Tuesday, March 27, 2012

An Important Argument to Watch for DOD's Energy Future

In the energy sector, the price of a barrel of oil isn't the only thing that's highly volatile. The future is too.

Here's a LINK to a recent piece in the Wall Street Journal where energy gurus Daniel Yergin and Vinod Khosla debate how quickly cleantech will begin to substantially supplant fossil fuels in the US.

This is Yergin responding to a question about the future, starting with a look back to the very recent past:
... [T]he world was going to run out of oil. It was peak oil. And we were going to be importing so much natural gas that we would be paying $100 billion a year to import natural gas. That was five years ago. The picture changed. The picture will change in five years.
and,
[Regarding national security], we've talked a lot about natural gas today. But what is also striking is what's happening in U.S. oil, with what's called tight oil and the development of that. You look at Canadian oil sands. You look at what's happening offshore of Brazil. And you see this kind of re-balancing of world oil going on, where probably 10 years from now the Western Hemisphere will be getting a lot less oil from the Eastern Hemisphere to begin with.

In case you couldn't tell, DOD Energy Bloggers like Dan and myself have a passion for cleantech and a more sustainable energy future for the US and the US military. But more than that, we put the interests and security of the country and the armed forces well ahead of our goals for new energy sources and energy efficiency.

I think you can hear in Yergin's response a sense that the world has just shifted, and that the US has moved quickly from a net energy importer to a potential energy exporter and that this condition may hold for the near and mid-term future.

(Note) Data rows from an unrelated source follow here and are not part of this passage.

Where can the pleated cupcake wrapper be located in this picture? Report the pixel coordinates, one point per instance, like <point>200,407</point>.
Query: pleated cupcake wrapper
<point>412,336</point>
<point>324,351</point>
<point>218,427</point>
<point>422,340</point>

Clearly, DOD's got to keep itself fully up-to-speed on the current version of the energy future and I believe it is.  This re-balancing thing ... there's security in that. Andy Bochman

2 comments:

HancockBS said...

Or perhaps we should make a strategic decision to NOT export and keep our resources here. I realize this is an isolationist idea, but I think it is one that should be considered carefully.

model ships said...

This is a recurring problem among army systems in the world. We can't stop it but at least we can alleviate the situation by preserving energy.